“I’m fine,” I said, squeezing my hand around the splintery wooden handle of the shovel. Hunger made me dizzy.
He shot me a puzzled look.
“Really,” I said. “Totally fine.”
“Well, I’ll leave it for you, then,” he said, setting down the old plastic plate on top of a boulder.
“You don’t need to—”
“I got about seven hundred pounds of tomatoes right now. I can’t eat them all myself.”
I had this half-clear, half-fuzzy memory of one of the last times Mom and I went to church, when it must have been getting obvious Mom was sick. The various circle groups and outreach ladies had unleashed an unprecedented wave of charity upon us. Tater-tot-covered casseroles, sheet cakes, a dozen kinds of chili, clothes, and blankets knit by hand—it all just rained down on us. So much that we couldn’t carry it all. There were hand squeezes and whispered, tearful promises to Mom that I would be looked after when she was gone.
I’d been relieved, delighted even. My fear of what would happen when Mom died was washed away in that flood of care. I had friends, I had community. I wasn’t totally alone. I didn’t need to lie awake at night scared, listening to Mom shuffle up and down the hallway, restless from the pain, and wonder what would happen to me.
Who would take care of me?
These people would!
Mom smiled at those friends, my potential new families, she nodded, made two trips to the car to get it all home, but once we were home and safe and alone, she went apeshit. Dumping all that free, delicious homemade food in the garbage.
We don’t need their pity, she’d said.
I do, I’d wanted to cry. I need their pity. And their chili!
We never went back to church after that and Mom died a few months later.
“Honestly, you’re doing me a favor,” the old man lied, but he did it without blinking, without smirking.
Oh, for God’s sake. Take the sandwich, I told myself, staring down at the juicy tomatoes resting on the bed of creamy mayonnaise. Wanting something doesn’t make it bad.
“Thank you,” I said. “I’ll eat it in a bit.”

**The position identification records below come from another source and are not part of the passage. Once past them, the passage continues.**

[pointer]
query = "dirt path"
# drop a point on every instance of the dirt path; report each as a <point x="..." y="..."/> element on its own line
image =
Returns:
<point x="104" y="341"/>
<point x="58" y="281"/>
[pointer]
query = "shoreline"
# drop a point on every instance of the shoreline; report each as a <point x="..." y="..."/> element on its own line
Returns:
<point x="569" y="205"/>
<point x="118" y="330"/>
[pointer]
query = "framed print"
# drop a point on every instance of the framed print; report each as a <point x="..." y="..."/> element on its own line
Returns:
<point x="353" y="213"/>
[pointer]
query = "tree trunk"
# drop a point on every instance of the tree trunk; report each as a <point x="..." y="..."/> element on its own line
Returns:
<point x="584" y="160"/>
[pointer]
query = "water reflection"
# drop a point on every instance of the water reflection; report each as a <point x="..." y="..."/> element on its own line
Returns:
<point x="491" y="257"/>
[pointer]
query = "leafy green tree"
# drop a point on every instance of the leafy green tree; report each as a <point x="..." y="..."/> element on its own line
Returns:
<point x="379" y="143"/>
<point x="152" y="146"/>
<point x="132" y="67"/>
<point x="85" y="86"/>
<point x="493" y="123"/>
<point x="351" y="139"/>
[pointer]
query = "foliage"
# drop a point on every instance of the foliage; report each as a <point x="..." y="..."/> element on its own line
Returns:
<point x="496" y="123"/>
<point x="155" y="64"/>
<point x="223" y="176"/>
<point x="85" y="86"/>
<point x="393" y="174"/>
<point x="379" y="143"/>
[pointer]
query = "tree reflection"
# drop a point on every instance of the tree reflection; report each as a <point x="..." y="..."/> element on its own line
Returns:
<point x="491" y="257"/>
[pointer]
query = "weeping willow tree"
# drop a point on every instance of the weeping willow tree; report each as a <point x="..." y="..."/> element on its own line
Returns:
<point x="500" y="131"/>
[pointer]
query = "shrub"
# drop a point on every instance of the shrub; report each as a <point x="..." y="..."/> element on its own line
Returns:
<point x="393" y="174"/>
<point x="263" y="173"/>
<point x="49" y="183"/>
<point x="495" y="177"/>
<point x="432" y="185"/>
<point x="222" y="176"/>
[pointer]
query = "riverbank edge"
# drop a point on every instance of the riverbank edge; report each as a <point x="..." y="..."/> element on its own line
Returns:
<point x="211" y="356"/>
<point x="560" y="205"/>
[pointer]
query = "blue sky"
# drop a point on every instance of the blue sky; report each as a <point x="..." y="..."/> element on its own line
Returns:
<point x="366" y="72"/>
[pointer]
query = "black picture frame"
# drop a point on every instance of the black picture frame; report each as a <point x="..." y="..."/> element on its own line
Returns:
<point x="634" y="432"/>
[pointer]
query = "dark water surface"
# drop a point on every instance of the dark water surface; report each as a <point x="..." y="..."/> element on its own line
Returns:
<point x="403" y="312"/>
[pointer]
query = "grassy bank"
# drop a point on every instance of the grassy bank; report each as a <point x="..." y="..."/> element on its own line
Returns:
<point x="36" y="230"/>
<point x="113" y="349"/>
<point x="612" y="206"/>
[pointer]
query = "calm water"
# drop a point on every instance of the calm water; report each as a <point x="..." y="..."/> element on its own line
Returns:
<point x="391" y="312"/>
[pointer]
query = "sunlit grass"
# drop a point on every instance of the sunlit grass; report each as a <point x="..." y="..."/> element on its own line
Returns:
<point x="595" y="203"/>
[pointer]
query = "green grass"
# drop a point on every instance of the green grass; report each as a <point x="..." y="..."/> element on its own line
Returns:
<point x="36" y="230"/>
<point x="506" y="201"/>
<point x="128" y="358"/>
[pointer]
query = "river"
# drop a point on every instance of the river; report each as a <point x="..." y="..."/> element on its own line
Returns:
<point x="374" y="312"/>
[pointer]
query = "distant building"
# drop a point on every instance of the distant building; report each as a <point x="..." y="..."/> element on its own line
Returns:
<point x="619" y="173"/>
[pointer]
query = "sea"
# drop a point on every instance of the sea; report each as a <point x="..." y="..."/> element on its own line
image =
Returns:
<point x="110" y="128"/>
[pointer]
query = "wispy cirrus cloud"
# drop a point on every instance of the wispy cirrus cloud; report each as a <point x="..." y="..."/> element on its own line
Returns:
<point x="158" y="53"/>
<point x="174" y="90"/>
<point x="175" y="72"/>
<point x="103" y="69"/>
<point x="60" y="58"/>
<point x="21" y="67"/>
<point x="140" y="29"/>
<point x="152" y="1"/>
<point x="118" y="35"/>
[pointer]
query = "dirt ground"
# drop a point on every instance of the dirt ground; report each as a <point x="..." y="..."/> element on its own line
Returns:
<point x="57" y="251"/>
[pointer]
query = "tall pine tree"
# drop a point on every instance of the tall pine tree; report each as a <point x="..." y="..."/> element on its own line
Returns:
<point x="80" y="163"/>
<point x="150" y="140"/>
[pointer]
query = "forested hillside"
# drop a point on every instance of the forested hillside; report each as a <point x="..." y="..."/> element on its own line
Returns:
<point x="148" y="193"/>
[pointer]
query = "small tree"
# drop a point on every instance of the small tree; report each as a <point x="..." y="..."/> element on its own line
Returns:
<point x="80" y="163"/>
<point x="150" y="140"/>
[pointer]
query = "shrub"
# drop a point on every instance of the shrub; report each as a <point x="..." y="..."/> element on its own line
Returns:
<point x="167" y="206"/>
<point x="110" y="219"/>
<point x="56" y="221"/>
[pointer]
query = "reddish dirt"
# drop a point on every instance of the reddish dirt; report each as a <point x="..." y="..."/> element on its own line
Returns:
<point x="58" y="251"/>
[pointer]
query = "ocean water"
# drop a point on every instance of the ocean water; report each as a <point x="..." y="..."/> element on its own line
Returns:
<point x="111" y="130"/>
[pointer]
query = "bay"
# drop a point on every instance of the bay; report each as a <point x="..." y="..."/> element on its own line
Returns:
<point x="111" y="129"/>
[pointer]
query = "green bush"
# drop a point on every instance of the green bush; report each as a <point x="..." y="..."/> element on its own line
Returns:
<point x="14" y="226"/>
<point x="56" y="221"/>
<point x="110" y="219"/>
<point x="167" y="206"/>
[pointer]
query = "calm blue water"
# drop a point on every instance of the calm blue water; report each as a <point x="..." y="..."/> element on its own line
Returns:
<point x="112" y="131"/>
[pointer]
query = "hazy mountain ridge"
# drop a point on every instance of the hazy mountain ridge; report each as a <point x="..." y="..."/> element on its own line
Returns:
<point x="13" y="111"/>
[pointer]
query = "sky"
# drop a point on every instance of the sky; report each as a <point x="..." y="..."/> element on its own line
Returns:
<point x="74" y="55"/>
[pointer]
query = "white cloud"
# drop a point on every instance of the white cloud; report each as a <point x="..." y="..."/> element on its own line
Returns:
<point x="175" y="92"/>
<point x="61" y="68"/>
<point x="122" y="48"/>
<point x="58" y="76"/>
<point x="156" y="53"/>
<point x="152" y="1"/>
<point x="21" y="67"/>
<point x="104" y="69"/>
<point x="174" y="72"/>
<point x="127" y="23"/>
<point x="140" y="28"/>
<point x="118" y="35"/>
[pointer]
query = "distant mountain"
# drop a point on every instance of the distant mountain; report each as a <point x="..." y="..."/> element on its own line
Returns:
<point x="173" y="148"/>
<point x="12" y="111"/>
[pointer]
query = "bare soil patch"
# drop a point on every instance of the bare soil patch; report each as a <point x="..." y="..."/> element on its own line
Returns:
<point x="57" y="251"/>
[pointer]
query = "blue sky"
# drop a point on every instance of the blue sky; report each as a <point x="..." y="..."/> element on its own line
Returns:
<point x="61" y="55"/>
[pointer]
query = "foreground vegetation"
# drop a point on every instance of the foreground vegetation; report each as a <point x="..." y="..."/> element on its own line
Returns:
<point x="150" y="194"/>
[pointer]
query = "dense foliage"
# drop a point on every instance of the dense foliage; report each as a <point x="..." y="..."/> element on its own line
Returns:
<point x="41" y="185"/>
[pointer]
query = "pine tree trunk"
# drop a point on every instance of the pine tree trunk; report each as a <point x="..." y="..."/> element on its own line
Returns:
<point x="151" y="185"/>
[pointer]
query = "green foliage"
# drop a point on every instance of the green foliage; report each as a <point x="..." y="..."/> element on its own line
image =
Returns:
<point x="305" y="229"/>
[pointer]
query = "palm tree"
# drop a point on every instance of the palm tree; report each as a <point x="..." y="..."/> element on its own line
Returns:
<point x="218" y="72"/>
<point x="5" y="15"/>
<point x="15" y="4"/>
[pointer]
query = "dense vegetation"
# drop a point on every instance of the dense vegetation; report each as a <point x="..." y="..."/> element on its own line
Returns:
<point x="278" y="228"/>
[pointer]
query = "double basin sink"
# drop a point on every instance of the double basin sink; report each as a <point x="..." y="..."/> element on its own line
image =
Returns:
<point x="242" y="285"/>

I’d take the charity; I just wouldn’t eat it in front of him. Seemed reasonable.
He nodded as if accepting my terms. “How old are you, girl? If you don’t mind me asking.”
“Twenty-four.” Twenty-five in two months.

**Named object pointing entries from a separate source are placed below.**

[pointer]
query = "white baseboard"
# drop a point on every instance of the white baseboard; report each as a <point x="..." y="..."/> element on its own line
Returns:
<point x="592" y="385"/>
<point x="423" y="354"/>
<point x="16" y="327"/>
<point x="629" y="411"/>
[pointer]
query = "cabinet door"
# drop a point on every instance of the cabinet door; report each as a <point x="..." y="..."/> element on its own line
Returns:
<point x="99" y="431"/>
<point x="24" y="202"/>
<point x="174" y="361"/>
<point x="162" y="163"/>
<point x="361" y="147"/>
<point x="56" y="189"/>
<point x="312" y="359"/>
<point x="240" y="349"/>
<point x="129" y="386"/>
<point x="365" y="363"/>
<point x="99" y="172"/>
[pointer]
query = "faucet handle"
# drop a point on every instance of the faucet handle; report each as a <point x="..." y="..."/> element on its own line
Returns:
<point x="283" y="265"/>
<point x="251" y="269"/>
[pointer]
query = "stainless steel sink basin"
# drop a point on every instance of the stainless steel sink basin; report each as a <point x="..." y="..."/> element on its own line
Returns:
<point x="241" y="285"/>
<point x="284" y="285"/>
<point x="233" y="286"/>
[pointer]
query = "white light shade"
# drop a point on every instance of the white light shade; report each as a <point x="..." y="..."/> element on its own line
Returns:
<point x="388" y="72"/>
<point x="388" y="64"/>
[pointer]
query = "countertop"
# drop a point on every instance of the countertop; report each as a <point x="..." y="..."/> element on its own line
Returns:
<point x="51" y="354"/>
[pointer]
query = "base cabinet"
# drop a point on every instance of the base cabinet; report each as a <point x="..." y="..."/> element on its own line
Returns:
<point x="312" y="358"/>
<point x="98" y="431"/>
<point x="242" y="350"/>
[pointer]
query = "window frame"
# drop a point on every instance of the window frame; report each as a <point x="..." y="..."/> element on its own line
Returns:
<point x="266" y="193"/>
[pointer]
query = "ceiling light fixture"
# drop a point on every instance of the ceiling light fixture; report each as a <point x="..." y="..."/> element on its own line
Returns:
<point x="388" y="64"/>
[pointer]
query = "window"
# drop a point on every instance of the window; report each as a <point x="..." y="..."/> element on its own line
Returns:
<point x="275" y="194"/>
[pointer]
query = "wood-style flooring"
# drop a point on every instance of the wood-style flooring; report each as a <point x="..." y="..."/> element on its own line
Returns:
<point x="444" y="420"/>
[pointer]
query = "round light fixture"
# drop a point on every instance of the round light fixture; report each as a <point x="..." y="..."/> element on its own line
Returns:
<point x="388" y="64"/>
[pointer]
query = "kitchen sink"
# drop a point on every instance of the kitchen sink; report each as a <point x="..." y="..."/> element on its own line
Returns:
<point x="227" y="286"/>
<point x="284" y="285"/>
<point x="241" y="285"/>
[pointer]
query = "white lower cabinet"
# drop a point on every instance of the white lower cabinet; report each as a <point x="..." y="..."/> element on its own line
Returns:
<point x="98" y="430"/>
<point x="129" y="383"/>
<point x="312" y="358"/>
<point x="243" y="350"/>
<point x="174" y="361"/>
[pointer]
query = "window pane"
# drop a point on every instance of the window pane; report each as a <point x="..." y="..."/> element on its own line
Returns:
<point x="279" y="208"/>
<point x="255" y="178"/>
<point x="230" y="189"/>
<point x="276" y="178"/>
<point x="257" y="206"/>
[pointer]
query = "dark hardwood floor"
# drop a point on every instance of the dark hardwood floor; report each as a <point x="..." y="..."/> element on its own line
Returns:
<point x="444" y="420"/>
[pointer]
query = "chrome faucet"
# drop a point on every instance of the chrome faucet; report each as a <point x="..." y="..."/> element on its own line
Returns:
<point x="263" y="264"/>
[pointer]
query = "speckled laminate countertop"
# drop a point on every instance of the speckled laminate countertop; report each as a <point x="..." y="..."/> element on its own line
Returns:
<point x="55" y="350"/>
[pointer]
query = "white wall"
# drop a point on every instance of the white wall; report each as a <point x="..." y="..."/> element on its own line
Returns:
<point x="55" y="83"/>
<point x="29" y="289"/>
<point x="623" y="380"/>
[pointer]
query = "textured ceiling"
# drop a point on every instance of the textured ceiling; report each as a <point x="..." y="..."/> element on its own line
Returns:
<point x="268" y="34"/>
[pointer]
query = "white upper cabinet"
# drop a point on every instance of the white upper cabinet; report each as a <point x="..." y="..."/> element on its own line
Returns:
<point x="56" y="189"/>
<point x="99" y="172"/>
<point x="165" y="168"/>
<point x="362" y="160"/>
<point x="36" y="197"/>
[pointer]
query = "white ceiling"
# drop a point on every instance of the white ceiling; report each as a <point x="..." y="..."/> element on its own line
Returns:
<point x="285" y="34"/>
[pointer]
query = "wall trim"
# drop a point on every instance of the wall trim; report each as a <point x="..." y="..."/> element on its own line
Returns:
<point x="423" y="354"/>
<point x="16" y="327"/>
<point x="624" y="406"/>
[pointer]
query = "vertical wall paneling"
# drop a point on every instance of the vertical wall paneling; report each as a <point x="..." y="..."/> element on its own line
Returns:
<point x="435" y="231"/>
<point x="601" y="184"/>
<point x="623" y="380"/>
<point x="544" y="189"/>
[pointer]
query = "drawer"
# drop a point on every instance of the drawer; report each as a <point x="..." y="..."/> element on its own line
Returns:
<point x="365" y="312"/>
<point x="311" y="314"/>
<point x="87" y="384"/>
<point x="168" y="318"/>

I waited for that “old soul” comment I used to get a lot. Old soul was code for a lot of things, and I figured most of them had nothing to do with my soul and more to do with growing up with my mother.
He nodded, saying nothing about my soul or age one way or another. “If I could offer a little advice, about the work?”
“Sure.”
“Start earlier. Out of the heat. Quit at noon. Ain’t nothing gonna come from working outside in August past noon except heatstroke. And drink more water.”
All of it I knew, but I’d been so flustered starting the day by sleeping in. Still, it would be rude to say “I know” when all he was doing was being polite. And frankly, he’d been kinder to me in two minutes than anyone had in a very long time.
So, I said, “Thank you for the advice. And the sandwiches.”
In reply, he ducked his head and walked away. Beneath the thin fabric of his white shirt I saw the shadow of a black tattoo in a strange shape, like a big square.
“I’m sorry,” I called out, though I was pretty sure I knew the answer to the question I was about to ask. “What’s your name?”
“Ben,” he said. “Yours?”
“Annie.”
“Pleasure to meet you, Annie.”
“Likewise, Ben.”
He walked back over to his trailer, the one two north from mine.
Ben was the man Dylan had watched.
Why?
Once he was out of sight I dropped the shovel and picked up the plate, nearly shoving one of the open-faced sandwiches in my mouth.
“Oh God,” I moaned around the mouthful of food. And then again because really…I’d had tomatoes before, and mayo and toasted cheap white bread. But somehow this combination, on this day—it was transcendent.